Outro ponto falho do livro, segundo a resenhista, é a falta de ênfase em análises das letras de Morrissey, "ao contrário do ocorre no site It May All End Tomorrow". Mas Angela elogia a profundidade e a seriedade do trabalho de Goddard – segundo ela, o autor de The Smiths – Songs That Saved Your Life em nenhum momento descambou para a fofoca ou para críticas pessoais.

Também ao MorrisseyTour Simon Goddard concedeu uma longa entrevista, na qual fala, entre outras coisas, da sua paixão pelos Smiths, da ajuda dada a ele pelo ex-baterista da banda na execução do livro, do seu método de trabalho. Como é comum nestes casos, Morrissey não deu ajuda nenhuma a Goddard, não quis mesmo saber de qualquer contato com ele. Tudo o que o cantor fez foi lhe enviar quatro palavras por um intermediário: "Let Lying Dogs Sleep" (algo como deixe os cães mentirosos dormirem).

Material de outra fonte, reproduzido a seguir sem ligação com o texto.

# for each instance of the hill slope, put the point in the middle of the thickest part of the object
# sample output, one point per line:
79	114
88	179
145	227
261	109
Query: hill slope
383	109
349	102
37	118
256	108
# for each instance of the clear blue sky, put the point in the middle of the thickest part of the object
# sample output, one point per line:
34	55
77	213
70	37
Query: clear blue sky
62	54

"Faz parte do seu enigma", justifica Goddard, que acha que "as ações de Morrissey, se algumas histórias sobre seu comportamento forem críveis, freqüentemente parecem ser bizarras e irracionais". Mas faltou acrescentar que ele é amado por seus fãs como poucos cantores o são.



Mike Joyce x Morrissey e Marr

“Devido à quantidade de mensagens ofensivas enviadas por uma minoria nos fóruns de mensagens e de perguntas, ambos foram suspensos até segunda ordem – desculpem amigos.

Quando se abre o site oficial de Mike Joyce, ex-baterista dos Smiths, surge uma página com um curto comunicado, iniciado com a frase acima. Mesmo sem ter lido o teor dessas "mensagens ofensivas", é com pequena margem de erro que se pode deduzir a sua causa: o rumoroso processo movido por Joyce contra o vocalista da banda, Morrissey, e o guitarrista, Johnny Marr, envolvendo o espólio dos Smiths.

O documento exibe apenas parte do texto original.